Metadata Enrichment with Zero-Shot Detection Models
Enrich your visual data with zero-shot image detection models such as Grounding DINO and more to come.
This notebook is Part 2 of the dataset enrichment notebook series where we utilize various zero-shot models to enrich datasets.
- Part 1 - Dataset Enrichment with Zero-Shot Classification Models
- Part 2 - Dataset Enrichment with Zero-Shot Detection Models
- Part 3 - Dataset Enrichment with Zero-Shot Segmentation Models
If you haven't checked out Part 1, we highly encourage you to go through it first before proceeding with this notebook.
Purpose
In this notebook, we show an end-to-end example of how you can enrich the metadata of your visual using open-source zero-shot models such Grounding DINO using the output we obtained from Part 1.
By the end of the notebook, you'll learn how to:
- Install and load the Grounding DINO in fastdup.
- Enrich your dataset using bounding boxes and labels generated by the Grounding DINO model.
- Run inference using SAM on a single iamge.

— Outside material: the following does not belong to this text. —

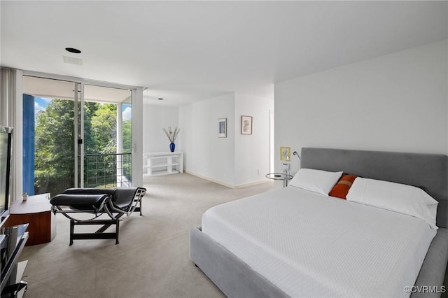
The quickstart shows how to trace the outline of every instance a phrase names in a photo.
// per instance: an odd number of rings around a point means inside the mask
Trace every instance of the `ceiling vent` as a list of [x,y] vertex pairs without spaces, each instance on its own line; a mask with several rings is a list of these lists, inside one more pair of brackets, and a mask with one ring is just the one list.
[[78,58],[72,58],[71,57],[62,56],[64,59],[64,62],[68,63],[70,64],[79,65],[80,66],[83,65],[83,59]]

- Specify custom prompt to search for object of interest in your dataset.
- Export the enriched dataset into COCO
.json
format.
Installation
First, let's install the necessary packages:
- fastdup - To analyze issues in the dataset.
- MMEngine, MMDetection, groundingdino-py - To use the Grounding DINO and MMDetection model.
- gdown - To download demo data hosted on Google Drive.
Run the following to install all the above packages.
pip install -Uq fastdup mmengine mmdet groundingdino-py gdown
Test the installation. If there's no error message, we are ready to go.
import fastdup
fastdup.__version__
'1.57'
CUDA Runtime
fastdup runs perfectly on CPUs, but larger models like Grounding DINO runs much slower on CPU compared to GPU.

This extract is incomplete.